For the 2023 F1 season the allowances will increase by 1 due to the 24 race calendar.

The rules for calculating so many different grid drop penalties appeared to confuse the FIA stewards who took almost 4 hours following Monza qualifying to issue the official starting line up for the Sunday GP.



F1 overcomplicated engine rules

This sorry state of affairs created a paddock debate over whether the current rules for penalising teams is in fact over complicated and fit for purpose.

Mercedes realised in 2021 that Lewis Hamilton had taken his first power unit penalty and suffered a 10 place grid drop and that any subsequent ‘over the limit’ component would result in only a 5 place grid drop. So at altitude they took another penalty in Brazil and the difference in performance between Hamilton with a new PU and the rest of the field was remarkable.

Despite having played the system, Toto Wolff now thinks, “We need to reconsider when the engine cap kicks in.”

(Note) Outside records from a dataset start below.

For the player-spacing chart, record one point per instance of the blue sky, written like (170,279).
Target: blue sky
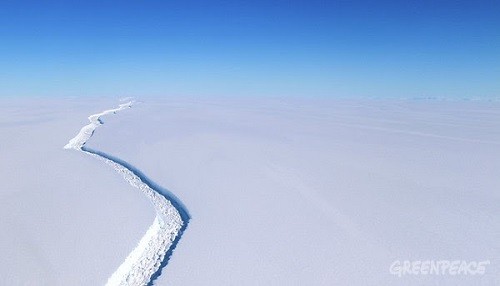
(250,48)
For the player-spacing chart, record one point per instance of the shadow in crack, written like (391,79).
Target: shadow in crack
(185,216)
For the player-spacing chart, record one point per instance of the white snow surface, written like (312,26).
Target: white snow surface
(280,192)
(145,260)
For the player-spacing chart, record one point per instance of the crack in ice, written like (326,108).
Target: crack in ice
(144,264)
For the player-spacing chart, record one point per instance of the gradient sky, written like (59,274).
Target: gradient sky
(332,48)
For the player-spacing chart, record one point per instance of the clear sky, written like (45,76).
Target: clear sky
(402,48)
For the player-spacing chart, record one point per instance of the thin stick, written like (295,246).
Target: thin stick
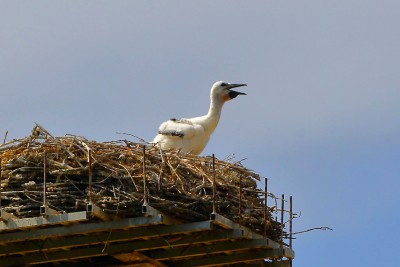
(90,175)
(240,197)
(265,204)
(214,187)
(1,176)
(282,212)
(291,223)
(44,179)
(145,195)
(5,137)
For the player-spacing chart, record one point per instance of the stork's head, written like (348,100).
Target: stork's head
(223,90)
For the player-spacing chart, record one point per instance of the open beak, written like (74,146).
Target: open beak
(232,93)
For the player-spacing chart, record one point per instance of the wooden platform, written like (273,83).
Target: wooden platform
(90,239)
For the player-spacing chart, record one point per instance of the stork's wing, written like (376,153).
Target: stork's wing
(180,128)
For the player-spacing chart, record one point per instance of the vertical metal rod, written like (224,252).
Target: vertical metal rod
(265,205)
(5,137)
(214,187)
(282,213)
(90,175)
(265,198)
(145,196)
(1,177)
(291,223)
(44,179)
(240,198)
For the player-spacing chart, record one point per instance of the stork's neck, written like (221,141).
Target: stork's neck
(214,114)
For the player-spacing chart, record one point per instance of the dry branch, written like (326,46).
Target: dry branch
(178,185)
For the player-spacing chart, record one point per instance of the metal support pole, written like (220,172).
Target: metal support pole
(44,180)
(1,177)
(291,223)
(282,215)
(240,198)
(145,195)
(265,205)
(212,216)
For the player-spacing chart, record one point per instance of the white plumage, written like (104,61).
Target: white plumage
(192,135)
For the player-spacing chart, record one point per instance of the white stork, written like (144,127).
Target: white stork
(192,135)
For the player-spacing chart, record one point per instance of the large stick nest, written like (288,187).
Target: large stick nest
(178,185)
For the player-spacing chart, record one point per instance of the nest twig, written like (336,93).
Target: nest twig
(178,185)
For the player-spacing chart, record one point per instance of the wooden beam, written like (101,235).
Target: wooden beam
(221,259)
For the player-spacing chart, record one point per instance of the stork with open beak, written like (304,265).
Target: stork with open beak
(192,135)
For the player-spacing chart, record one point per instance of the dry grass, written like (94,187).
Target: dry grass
(178,185)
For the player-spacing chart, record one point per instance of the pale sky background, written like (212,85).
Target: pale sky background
(321,118)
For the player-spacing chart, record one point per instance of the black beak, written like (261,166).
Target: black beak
(232,93)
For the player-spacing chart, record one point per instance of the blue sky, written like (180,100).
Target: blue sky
(321,118)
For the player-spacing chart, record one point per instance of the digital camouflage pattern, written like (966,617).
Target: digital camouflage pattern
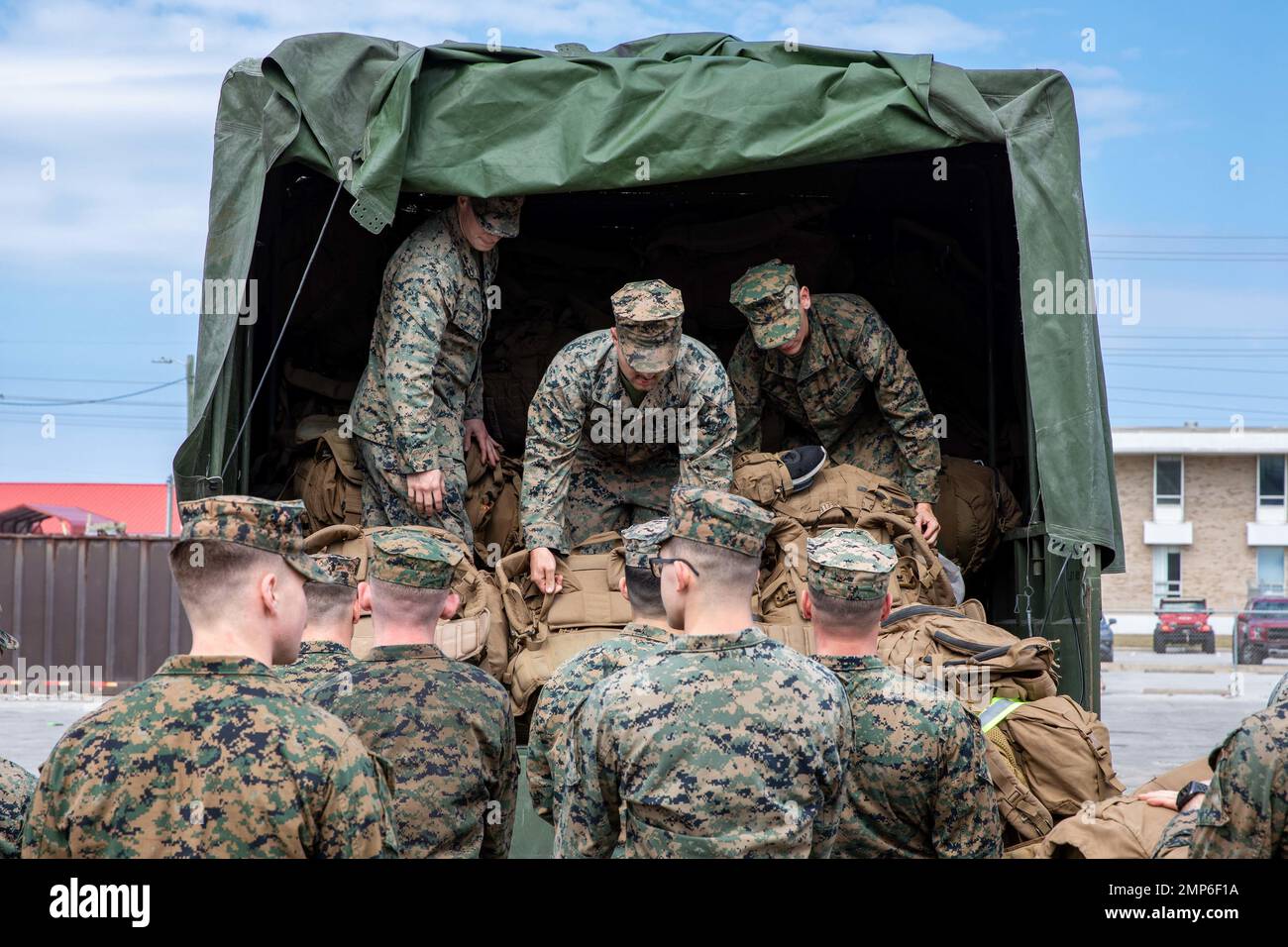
(716,518)
(423,377)
(407,557)
(768,295)
(561,696)
(583,476)
(648,325)
(851,388)
(249,521)
(721,745)
(642,541)
(449,735)
(210,758)
(917,785)
(1244,813)
(340,570)
(16,789)
(497,215)
(850,565)
(317,663)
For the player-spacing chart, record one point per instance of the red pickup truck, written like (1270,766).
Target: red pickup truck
(1261,629)
(1184,621)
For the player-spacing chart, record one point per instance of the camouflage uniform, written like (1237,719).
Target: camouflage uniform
(824,388)
(318,660)
(717,745)
(214,755)
(579,479)
(445,725)
(16,789)
(424,377)
(1244,813)
(917,785)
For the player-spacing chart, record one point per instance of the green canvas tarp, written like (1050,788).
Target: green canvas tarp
(460,119)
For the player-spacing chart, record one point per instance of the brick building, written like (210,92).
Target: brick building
(1205,515)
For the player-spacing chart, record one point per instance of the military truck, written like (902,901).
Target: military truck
(949,198)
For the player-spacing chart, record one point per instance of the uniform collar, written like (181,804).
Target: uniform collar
(848,664)
(722,642)
(323,648)
(645,631)
(200,665)
(402,652)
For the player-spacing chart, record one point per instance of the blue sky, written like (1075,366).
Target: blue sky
(123,105)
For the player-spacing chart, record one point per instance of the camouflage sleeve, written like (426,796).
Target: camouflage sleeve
(706,458)
(502,789)
(357,819)
(745,379)
(554,433)
(420,312)
(967,823)
(1243,813)
(589,823)
(900,395)
(1179,834)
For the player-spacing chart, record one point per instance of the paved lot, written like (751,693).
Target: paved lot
(1155,719)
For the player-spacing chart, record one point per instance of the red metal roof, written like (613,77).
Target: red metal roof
(140,505)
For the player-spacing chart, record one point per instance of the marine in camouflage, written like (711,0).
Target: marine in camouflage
(423,377)
(16,789)
(449,735)
(849,565)
(917,785)
(1244,812)
(716,518)
(579,482)
(210,758)
(719,745)
(249,521)
(850,386)
(567,686)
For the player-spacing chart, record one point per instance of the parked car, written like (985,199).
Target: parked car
(1184,621)
(1261,629)
(1107,638)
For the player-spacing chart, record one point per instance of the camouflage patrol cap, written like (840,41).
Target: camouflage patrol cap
(250,521)
(342,570)
(498,215)
(648,325)
(716,518)
(768,296)
(642,541)
(850,565)
(411,557)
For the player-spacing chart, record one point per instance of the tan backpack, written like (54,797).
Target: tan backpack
(957,650)
(326,474)
(478,634)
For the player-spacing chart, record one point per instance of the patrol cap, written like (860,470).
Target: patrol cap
(642,541)
(648,325)
(250,521)
(768,295)
(716,518)
(411,557)
(340,570)
(850,565)
(498,215)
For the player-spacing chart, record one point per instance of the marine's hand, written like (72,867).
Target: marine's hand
(476,431)
(926,522)
(425,491)
(541,569)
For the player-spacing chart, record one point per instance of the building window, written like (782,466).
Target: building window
(1167,573)
(1270,570)
(1167,480)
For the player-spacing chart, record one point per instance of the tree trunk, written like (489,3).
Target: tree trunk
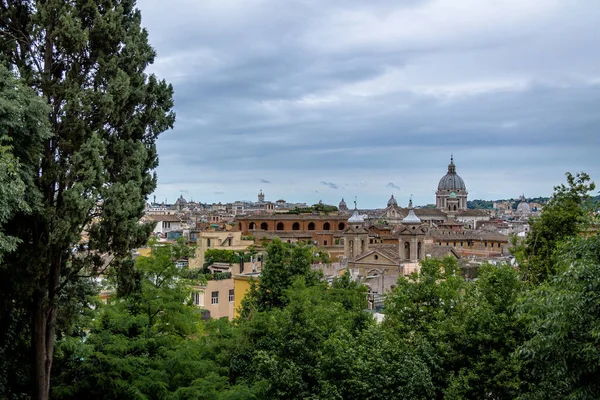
(42,333)
(42,345)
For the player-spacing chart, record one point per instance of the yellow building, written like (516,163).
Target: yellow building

Having a tighter budget from Stuttgart these days Wolff realises an unlimited supply of power units is not acceptable.

“But still, we don’t want to have an arms race on engines being brought because whatever freedom they give us, we will do it and we will do it even more strategically,” said the Mercedes boss.

“If [a penalty] is only five or 10 places, we will blow an engine every race because it is going to be three-tenths [of a second] quicker than the one before. So there needs to be a certain deterrent,” he added.



The problem the FIA are considering is there is no financial penalty for excessive power unit spend. This was something Mercedes in particular resisted when the cost cap rules were created.

Yet new Toto appears to have had a change of heart.

“On the chassis side, we are cost capped. We weren’t before. On the engine side, we are not cost-capped yet. If there are no grid penalties, we would have qualifying engines – not five but 20. The big teams would spend what they want in order to have an advantage and that is why there needs to be a certain factor that avoids that. That is where it is coming from.”



F1 Penalties end up not being taken

The problem in Monza was certain penalties could not be taken.

Max Verstappen – 5 places 

Esteban Ocon – 5 places 

Sergio Perez – 10 places 

Valtteri Bottas – 15 places 

Mick Schumacher- 15 places 

Kevin Magnussen- 15 places 

Yuki Tsunoda – back of grid 

Lewis Hamilton – back of grid 

Carlos Sainz – back of grid



For example, Valterri Bottas 15 place grid drop saw him serve just a 3 place penalty due to others who had ‘back of the grid’ super penalties. 

Even more perverse was Kevin Magnussen who qualified 19th, took a 15 place grid drop but started 3 places ahead of his qualifying slot in P16.

Ferrari boss Mattia Binotto believes the rules make no sense and need to be revisited.

“It took that long because there are different interpretations and the regulation is not clear enough,” said the Italian.

“That’s something we need to address certainly for the future. I think not only how we decide the grid position based on the penalties, but the amount of penalties we’ve got is too many as well. Maybe the three PUs per driver is too little for what we have achieved – maybe it needs to be reconsidered for the next seasons.”



TJ13 suggests the farcical nature of penalties not being served is more ridiculous than the complicated grid drop rules.

Simply, no matter how many race weekends it takes, the driver should be forced to take the grid drop penalties awarded.

In this example Keving Magnussen would still be required to serve his 15 grid drop places together with the benefit places he gained from others receiving bigger penalties than he did.

READ MORE: Big warning for Verstappen in 2023

5 responses to “FIA revising F1 engine penalty system

  1. penalties should be served in q1… that way you get knocked out. Allowing the other teams to still compete in q2 and q3…

  2. Change the grid drops to penalty points for the constructor. If a new engine means you’re racing for a maximum of 6 points, they’ll think twice about it.

    • Get rid of grid penalties. If a driver takes an extra engine over the allowance, they get half points for the first race result with that engine. 2nd engine over the allowance enacts half points for the first two races in which that engine is used. So on so forth. Diminishing returns for using more engines.